Donating Personal & Family Papers

Please contact an archivist to discuss your potential donation before sending anything to the AJA. The Executive Director and archivists will make the decision to accept material based on the AJA collection policy. The following is excerpted from the Society of American Archivists' brochure, "A Guide to Donating Your Personal or Family Papers to a Repository."

Letters, diaries, photos, and other material collected over the years give vital and unique information regarding your life or the history of your family. And while these papers obviously matter to you, they may be important to your community, state, or nation, too. Whether or not members of your family attained a degree of fame, they have contributed to the heritage of a certain place and time. When you donate your personal or family papers to a manuscript repository, your family history becomes a part of your community's collective memory.

What to Preserve

Most repositories accept donations of as little as a single item and as large as dozens of boxes. Material need not be organized; it need not be "old"; and it need not relate to a famous individual, event, or organization in order for it to be historically significant. Generally, however, repositories are more interested in a coherent body of material rather than individual items; photos, tapes, and films should be identified. Repositories usually ask that historical material itself not be mailed or dropped off without first consulting with the staff; a repository must evaluate all material offered and ask the donor to sign a donation agreement.
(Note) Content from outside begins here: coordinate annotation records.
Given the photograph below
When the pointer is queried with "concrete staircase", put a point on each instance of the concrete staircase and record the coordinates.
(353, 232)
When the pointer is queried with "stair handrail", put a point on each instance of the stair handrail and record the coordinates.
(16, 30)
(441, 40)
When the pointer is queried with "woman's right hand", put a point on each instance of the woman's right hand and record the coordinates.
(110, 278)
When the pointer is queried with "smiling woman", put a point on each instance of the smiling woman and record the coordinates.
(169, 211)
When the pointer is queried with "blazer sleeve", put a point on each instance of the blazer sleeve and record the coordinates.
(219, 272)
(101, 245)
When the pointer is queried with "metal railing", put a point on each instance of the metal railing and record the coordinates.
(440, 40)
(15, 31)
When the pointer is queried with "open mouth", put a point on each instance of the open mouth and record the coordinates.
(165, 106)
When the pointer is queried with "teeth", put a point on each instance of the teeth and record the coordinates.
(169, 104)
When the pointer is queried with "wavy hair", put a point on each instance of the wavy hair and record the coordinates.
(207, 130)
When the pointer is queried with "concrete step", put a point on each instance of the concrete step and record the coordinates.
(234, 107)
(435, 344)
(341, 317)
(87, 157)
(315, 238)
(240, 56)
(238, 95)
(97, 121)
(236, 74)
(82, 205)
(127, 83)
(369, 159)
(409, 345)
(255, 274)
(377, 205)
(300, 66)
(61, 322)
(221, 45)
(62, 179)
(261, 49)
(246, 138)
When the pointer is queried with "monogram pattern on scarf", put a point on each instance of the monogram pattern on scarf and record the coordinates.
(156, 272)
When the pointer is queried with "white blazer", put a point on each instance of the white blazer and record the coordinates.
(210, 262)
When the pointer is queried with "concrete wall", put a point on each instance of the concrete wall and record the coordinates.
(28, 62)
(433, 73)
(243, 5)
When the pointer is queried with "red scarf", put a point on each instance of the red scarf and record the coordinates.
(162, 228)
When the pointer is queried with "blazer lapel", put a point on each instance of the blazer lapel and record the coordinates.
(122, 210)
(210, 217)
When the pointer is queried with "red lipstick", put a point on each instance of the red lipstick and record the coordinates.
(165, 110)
Do you need to "cull" the papers or reorganize them?
Archivists are experts in identifying materials that should be transferred to a repository or manuscript library. Because the research value of records may be diminished if items are removed or if the records are rearranged, donors are encouraged to contact the repository staff before weeding, discarding, or reorganizing their papers and records.

Examples of historically valuable material.
While it is important that the archives staff be permitted to survey papers or records in order to determine which materials have enduring historical value, listed below are types of materials that are often valuable to a researcher. These lists, which are suggestive and not definitive, illustrate the wide range of documentation often useful for historical and administrative research.

Among the types of materials in personal and family papers of interest to researchers are:

  • brochures and flyers
  • business records
  • diaries
  • films/videos/audio tapes (labeled)
  • genealogical information
  • legal documents
  • letters
  • memoirs/reminiscences
  • minutes/reports
  • photographs (labeled)
  • professional papers
  • scrapbooks/photo albums
  • speeches/lectures

Also of interest are files relating to the individual's civic, business, religious, political, and social activities.

Churches, political organizations, businesses, economic interest groups, community groups, voluntary associations, professional associations, and other collective enterprises all produce records which document their purpose, policies, and activities. An individual or family may hold the records of such a business or organization, and this material, too, may be significant.